Однако, - повторим это еще раз, - камень преткновения составляет вовсе не русский национализм как таковой, а пробуждающаяся русская этничность. Ее влияние на политику, культуру и общество выражается в формировании так называемого «банального национализма». Это национализм, незаметным и неосознаваемым образом пропитывающий всю социальную, культурную и политическую жизнь, что типично для Запада, где «национализм настолько прочно встроен в мышление и поведение как политических элит, так и рядовых граждан, что его перестают замечать. […] Априорная уверенность в правоте собственной страны (согласно принципу: right or wrong – my country), агрессивное преследование целей, понятых как «национальный интерес», неуважение к позиции политических оппонентов – вот характерные черты “банального национализма”»[447]. Такой национализм, точнее национальная гордость и презумпция превосходства национальных интересов, есть политическая и культурная норма современного Запада[448].
Более того, понятый подобным образом национализм вообще признак психической нормальности индивида и группы. Ведь с точки зрения психологии индивид испытывает глубокую потребность в позитивной оценке группы, к которой он принадлежит. Любить свой народ и свою Родину – естественное и нормальное состояние для человека, отрицать и презирать их – психическая девиация. В этой перспективе превращение в современной России риторики «патриотизма» в политическую конвенцию как раз отражает потребность общества к возвращении к психической норме.

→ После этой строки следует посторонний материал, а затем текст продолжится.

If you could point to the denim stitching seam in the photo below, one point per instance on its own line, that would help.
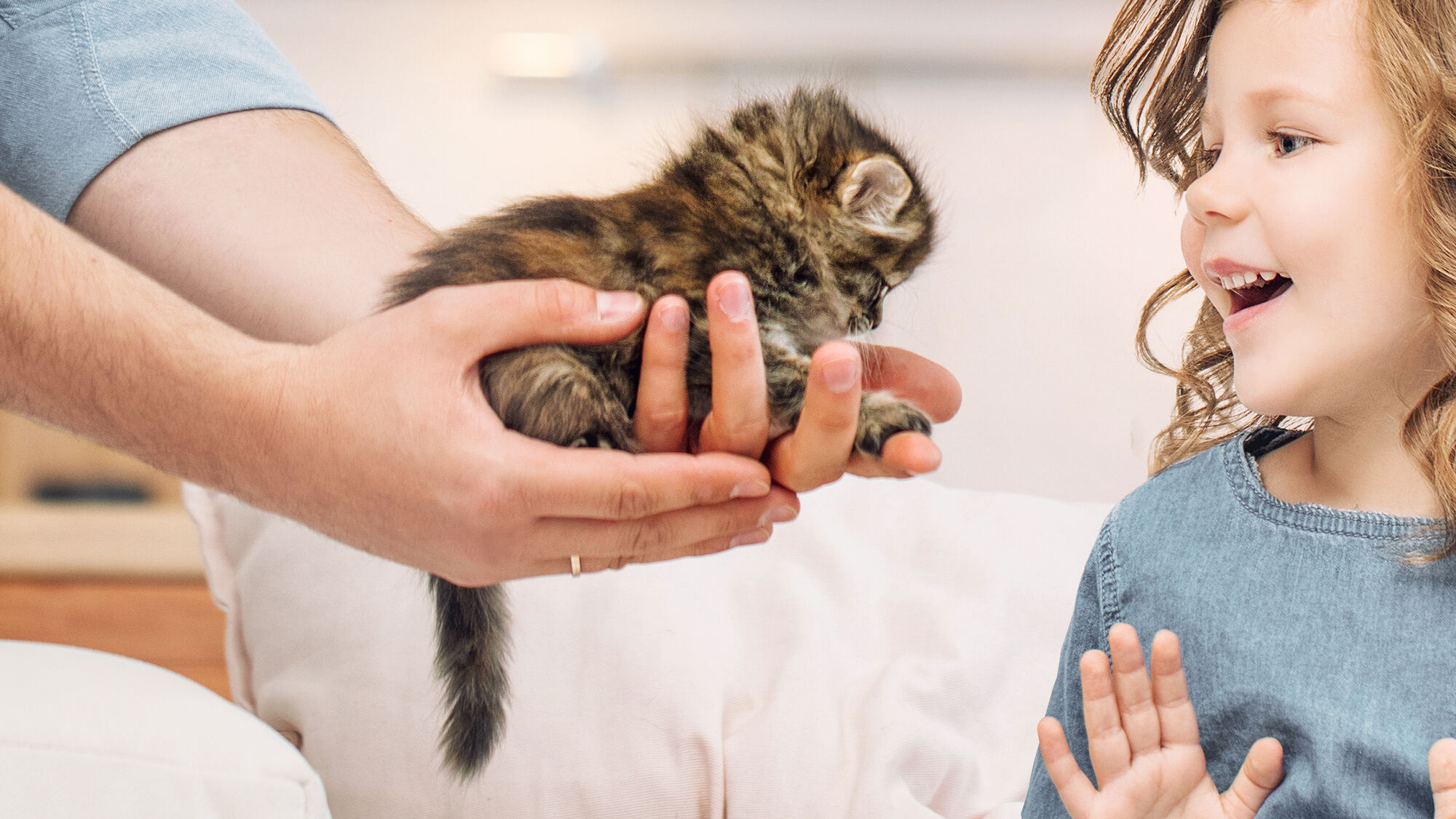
(1109, 567)
(1273, 510)
(85, 47)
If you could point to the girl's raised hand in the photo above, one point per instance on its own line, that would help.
(1144, 742)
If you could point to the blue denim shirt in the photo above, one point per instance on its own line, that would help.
(1297, 621)
(84, 81)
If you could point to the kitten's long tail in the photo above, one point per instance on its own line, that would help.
(471, 660)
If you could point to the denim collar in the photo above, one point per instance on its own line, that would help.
(1249, 487)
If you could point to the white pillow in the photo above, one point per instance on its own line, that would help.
(887, 654)
(85, 733)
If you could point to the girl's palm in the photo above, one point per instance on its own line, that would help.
(1144, 742)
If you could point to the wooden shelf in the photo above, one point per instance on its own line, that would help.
(98, 541)
(170, 624)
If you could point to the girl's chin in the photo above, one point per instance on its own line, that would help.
(1266, 398)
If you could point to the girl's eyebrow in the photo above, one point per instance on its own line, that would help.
(1279, 94)
(1272, 95)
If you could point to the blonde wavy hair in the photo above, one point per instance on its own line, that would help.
(1151, 79)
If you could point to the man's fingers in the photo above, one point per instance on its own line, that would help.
(819, 448)
(1262, 772)
(660, 420)
(915, 378)
(1107, 742)
(614, 486)
(739, 420)
(605, 544)
(1176, 713)
(1074, 786)
(480, 320)
(1135, 691)
(1444, 777)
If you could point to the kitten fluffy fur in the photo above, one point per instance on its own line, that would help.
(818, 209)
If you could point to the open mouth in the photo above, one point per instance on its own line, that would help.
(1251, 289)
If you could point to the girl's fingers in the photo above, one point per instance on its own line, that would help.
(1135, 692)
(1176, 714)
(660, 422)
(1444, 777)
(1074, 786)
(1262, 772)
(1107, 742)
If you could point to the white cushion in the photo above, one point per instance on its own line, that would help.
(87, 735)
(887, 654)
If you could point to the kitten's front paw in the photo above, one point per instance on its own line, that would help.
(882, 416)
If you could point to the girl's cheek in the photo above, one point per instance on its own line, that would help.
(1192, 240)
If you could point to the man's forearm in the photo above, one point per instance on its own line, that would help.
(92, 344)
(269, 219)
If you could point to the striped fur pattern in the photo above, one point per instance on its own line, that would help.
(815, 206)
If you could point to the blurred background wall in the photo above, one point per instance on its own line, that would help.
(1048, 247)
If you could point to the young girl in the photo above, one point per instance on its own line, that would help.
(1299, 561)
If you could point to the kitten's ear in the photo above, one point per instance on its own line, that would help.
(876, 191)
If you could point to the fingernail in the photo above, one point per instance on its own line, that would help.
(751, 538)
(675, 317)
(751, 488)
(617, 305)
(736, 301)
(841, 376)
(778, 515)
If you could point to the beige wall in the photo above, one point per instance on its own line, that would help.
(1048, 254)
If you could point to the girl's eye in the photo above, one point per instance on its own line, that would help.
(1286, 145)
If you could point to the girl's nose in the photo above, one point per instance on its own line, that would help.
(1216, 197)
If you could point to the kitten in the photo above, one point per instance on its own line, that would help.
(819, 210)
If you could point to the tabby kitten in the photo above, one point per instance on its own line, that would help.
(818, 209)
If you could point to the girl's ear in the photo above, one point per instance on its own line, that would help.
(874, 193)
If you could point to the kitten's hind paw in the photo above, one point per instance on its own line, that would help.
(883, 416)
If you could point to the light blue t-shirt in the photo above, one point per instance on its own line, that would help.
(84, 81)
(1297, 621)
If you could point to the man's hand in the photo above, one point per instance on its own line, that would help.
(1144, 742)
(820, 449)
(438, 481)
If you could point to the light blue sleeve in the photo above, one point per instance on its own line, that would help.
(1091, 618)
(84, 81)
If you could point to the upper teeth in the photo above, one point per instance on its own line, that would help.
(1237, 280)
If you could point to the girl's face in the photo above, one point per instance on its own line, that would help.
(1304, 196)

Другое дело, что оно к ней пока не вернулось: русская психе не освободилась от фрустрации прошлого десятилетия, не обрела новые способы и средства национального самоутверждения, новые предметы национальной гордости. Во многом это связано с переформулированием образа группы, выступающей в качестве нормы: отныне это не имперская (советская) общность с надэтнической акцентуацией, а общность по «крови» и «почве» (причем эти понятия вовсе не противостоят друг другу, их объемы, говоря языком логики,
Энизирующееся сознание составляет ментальный фон переживаемой нами эпохи, но само по себе оно не есть национализм. Точно так же, как не является национализмом и растущая русская этнофобия – комплекс негативных реакций в отношении этнических «других».
Ксенофобия не подразумевает стремления к политической власти – этой альфе и омеге национализма, хотя национализм и может включать ксенофобию как часть своей идеологии и практики[449]. Проще говоря, даже если каждый националист – ксенофоб (что вовсе не обязательно), далеко не всякий ксенофоб – националист. Этнофобия составляет питательный бульон для национализма, но рождение влиятельного национализма даже из мощных ксенофобских настроений не гарантировано.

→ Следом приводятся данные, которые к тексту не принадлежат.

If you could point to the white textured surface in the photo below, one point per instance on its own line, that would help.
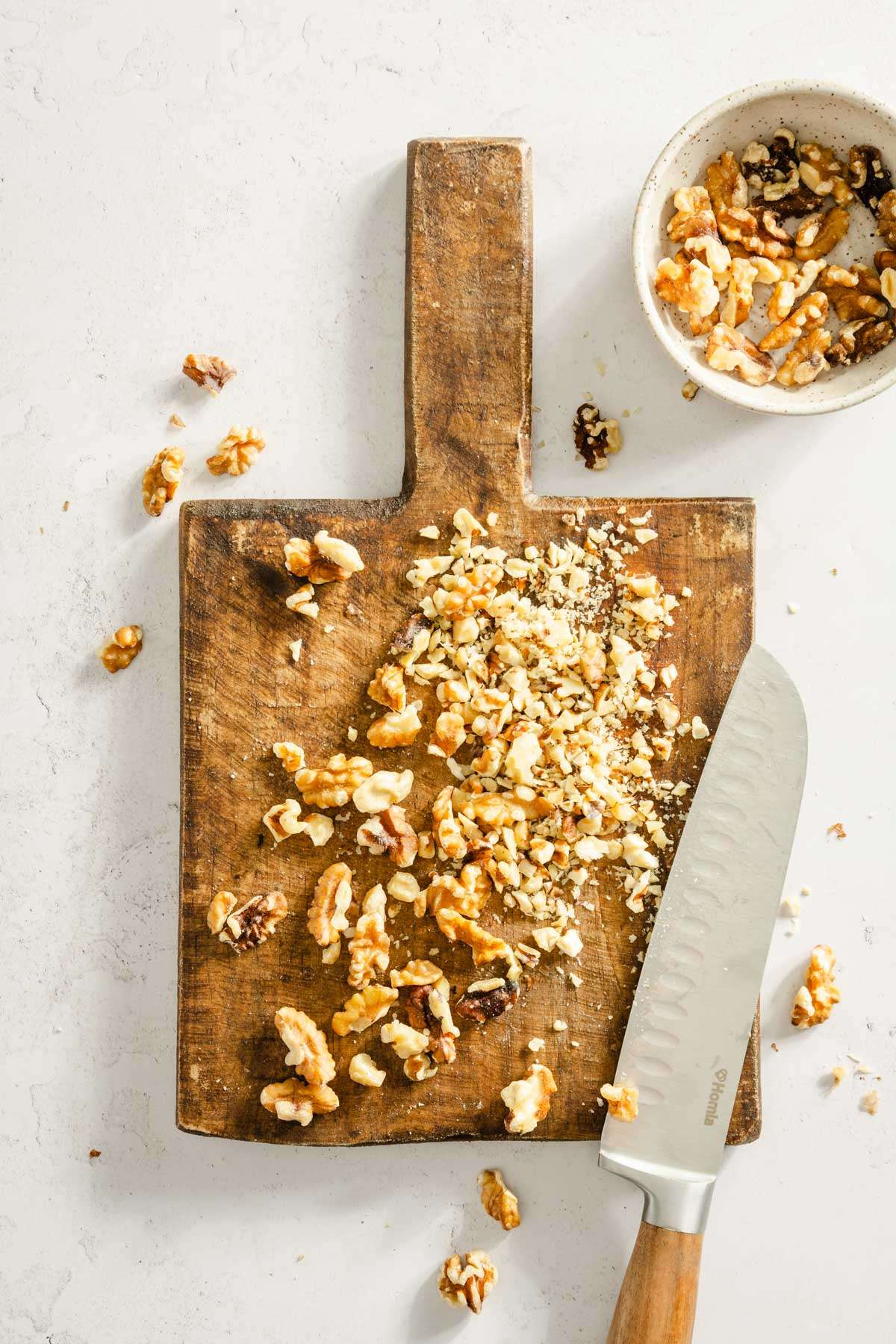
(184, 176)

По крайней мере в России националистами является очевидное меньшинство этнофобов. Более того, одни и те же люди одновременно поддерживают самые жесткие рестриктивные меры против мигрантов и требуют политического и правового преследования русского национализма[450].
Прояснение некоторых методологических двусмысленностей, не затронуло пока главную интерпретационную проблему русского национализма – его исключительно и всецело негативную оценку. Прямо утверждается или подразумевается, что русский национализм во все исторические эпохи носил реакционный (в лучшем случае – консервативный), антидемократический и антимодернизаторский характер, служил для реакционных фракций русской власти политическим орудием, средством сохранения ее самой и косного имперского порядка. Русский национализм рассматривается как потенциальная или актуальная главная угроза демократии, политической и экономической свободе, межнациональному миру и стабильности в современной России. Подобный взгляд абсолютно преобладает в отечественном научном и общественно-политическом дискурсах.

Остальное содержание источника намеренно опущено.